1990’lı yıllarda RP yükselişe geçti. Artık büyük şehirlerde yeni bir dönem başlamıştı. İstanbul, Ankara gibi şehirleri RP adayları kazanmıştı.

Bu seçim başarısına rağmen İslam Dergisi, Erbakan’a hálá soğuktu.

Ancak...

1984 yılında Şeyh Zahid Kotku’nun adını alacak kadar dergáha bağlı olan Aykut "Zahid" Akman ve Hasan Hüseyin Ceylan gibi isimler, Şeyh Coşan’dan ayrılıp Erbakan’a biat ettiler.

O yıllar faaliyete geçmek için hazırlıklar yapan Kanal 7 televizyonunun başına da İslam Dergisi İdari Müdürü Zekeriya Karaman getirildi.

İslam Dergisi’nin yazı işleri kadrosundan Ferman Karaçam da Kanal 7 radyonun başındaydı artık.

Fehmi Koru, İslam Dergisi’nden sonra Erbakan’ın ekibine dahil oldu; Milli Gazete’ye geçti; başyazarı oldu. Sonrası malum...

Hızlı yükseliş

İslam Dergisi’nden kopanlar ödüllerini hemen aldılar.

Milletvekili oldular. Şirketler kurdular. Belediyelere fuar organizasyonları yaptılar.

YİMPAŞ parasıyla "Politik Araştırmalar Merkezi" kurdular.

ABD’ye bursa gönderildiler.
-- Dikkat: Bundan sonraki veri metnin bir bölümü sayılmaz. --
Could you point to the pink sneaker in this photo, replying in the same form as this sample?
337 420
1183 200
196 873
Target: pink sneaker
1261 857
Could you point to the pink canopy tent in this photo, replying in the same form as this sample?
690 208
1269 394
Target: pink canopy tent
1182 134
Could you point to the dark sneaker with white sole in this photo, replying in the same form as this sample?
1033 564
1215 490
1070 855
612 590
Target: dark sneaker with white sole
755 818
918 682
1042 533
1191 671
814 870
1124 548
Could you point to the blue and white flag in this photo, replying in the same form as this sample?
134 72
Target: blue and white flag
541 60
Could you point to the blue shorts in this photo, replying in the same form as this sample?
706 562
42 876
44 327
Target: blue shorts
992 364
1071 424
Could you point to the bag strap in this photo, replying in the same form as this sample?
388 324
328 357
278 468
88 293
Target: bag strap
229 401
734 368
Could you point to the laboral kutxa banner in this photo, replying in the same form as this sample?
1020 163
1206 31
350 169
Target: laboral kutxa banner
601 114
Televizyon yöneticisi oldular.

Büyüdüler... Ünlendiler...

Bu arada, 28 Şubat kararları, Erbakan’ın yıldızını söndürdü.

Ve zamanında Şeyh Esad Coşan’ın dizinin dibinden ayrılıp Erbakan’a biat edenler yine hemen çark ettiler. Recep Tayyip Erdoğan-Abdullah Gül ikilisinin gölgesine girdiler. "Yola devam" ettiler!
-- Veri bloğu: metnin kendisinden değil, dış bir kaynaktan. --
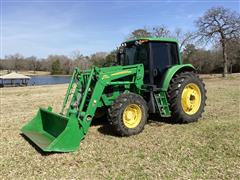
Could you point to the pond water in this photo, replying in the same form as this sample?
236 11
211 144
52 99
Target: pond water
43 80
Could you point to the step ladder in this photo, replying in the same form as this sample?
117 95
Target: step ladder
162 103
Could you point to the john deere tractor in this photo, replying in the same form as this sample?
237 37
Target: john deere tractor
148 77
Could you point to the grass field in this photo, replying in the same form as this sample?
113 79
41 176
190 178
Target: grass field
208 149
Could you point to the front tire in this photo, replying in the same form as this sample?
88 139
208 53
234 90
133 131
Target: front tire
187 97
128 114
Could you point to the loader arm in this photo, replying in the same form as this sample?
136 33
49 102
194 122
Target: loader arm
63 132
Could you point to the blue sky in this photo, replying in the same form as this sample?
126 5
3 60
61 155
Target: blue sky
44 27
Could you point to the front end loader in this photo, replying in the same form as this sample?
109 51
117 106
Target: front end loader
149 78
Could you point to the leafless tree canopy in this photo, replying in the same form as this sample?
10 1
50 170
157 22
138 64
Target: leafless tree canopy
218 25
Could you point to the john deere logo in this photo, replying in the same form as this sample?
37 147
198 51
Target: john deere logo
121 72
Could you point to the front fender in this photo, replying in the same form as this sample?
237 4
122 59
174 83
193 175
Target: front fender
168 75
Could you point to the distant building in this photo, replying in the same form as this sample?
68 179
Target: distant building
14 79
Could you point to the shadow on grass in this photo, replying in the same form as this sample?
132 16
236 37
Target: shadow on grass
153 120
39 150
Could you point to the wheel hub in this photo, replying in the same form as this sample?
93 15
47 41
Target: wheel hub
191 98
132 116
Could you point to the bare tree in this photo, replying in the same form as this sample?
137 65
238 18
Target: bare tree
183 38
140 33
219 24
160 31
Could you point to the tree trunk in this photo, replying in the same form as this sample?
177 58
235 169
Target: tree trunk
225 63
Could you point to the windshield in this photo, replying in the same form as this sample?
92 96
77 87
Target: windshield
134 54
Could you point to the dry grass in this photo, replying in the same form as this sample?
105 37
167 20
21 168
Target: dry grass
207 149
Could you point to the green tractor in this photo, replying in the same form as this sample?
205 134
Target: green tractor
148 77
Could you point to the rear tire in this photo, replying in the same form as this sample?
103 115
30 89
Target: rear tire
128 114
187 97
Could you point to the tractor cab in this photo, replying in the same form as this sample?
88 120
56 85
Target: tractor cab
157 55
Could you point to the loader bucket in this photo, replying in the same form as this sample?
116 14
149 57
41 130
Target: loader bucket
53 132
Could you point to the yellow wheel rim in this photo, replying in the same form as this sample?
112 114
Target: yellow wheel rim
191 98
132 116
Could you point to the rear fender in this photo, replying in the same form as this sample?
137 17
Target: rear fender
172 71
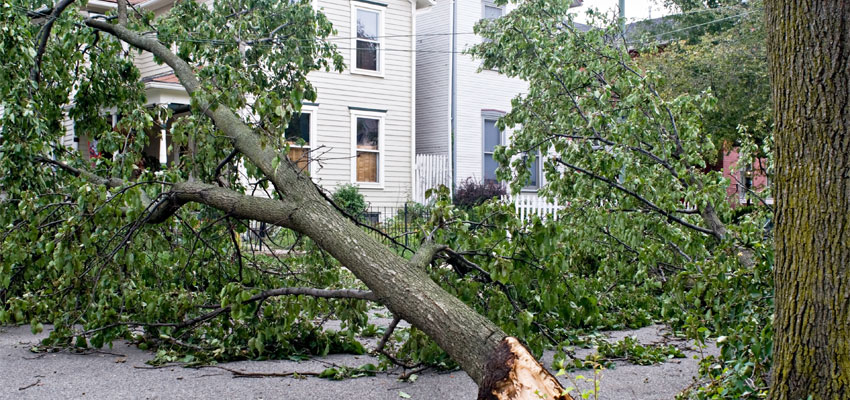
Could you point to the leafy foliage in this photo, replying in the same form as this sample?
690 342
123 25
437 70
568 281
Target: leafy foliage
349 198
471 193
633 158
Fakat bir fire verdiler: Hasan Hüseyin Ceylan konuşmalarıyla RP’nin kapatılmasına neden olmuş; siyaset yapması beş yıl yasaklanmıştı. Cezası bitince, İslam Dergisi’nde birlikte çalıştığı bacanağı, AKP milletvekili genel başkan yardımcısı Akif Gülle’nin kulisiyle AKP’ye girmeye çalıştı. Olmadı. AKP, Hasan Hüseyin Ceylan’ı kabul etmedi.

Diğerlerinin yıldızı parlamaya devam etti.

Geçmişte karşı çıktıkları her şeyi bu kez kendileri yapıyordu. Popüler dünyanın figürleriydiler artık. Her gün televizyon ekranındaydılar.

450 milyon dolarlık Armada İş Merkezi’nin sahibi oldular!

Diğer şirketleri, işleri, yatırımları, Deniz Feneri’ni yazmaya gerek var mı?

Artık milyon dolarları telaffuz ediyorlardı. Her şey ne kadar kolay ve çabuk oluvermişti!

İnsan sormadan edemiyor: İslam Dergisi günlerini hiç anımsıyorlar mı?

O idealist-özverili gençlerin tüm çabaları sadece sınıf atlamak için miydi?

"İslam toplumu" kurmak için büyük söz sarf edenler, sadece birkaç yıl içinde nasıl da ufalıvermişlerdi böyle.

Neyse, hayat devam ediyor işte. Haziran 1998’den beri çıkmayan İslam Dergisi, on yıl aradan sonra ekim ayında yeniden çıkıyor. "Bir lokma bir hırka" felsefesine bağlılıklarını sürdürenlere duyurulur.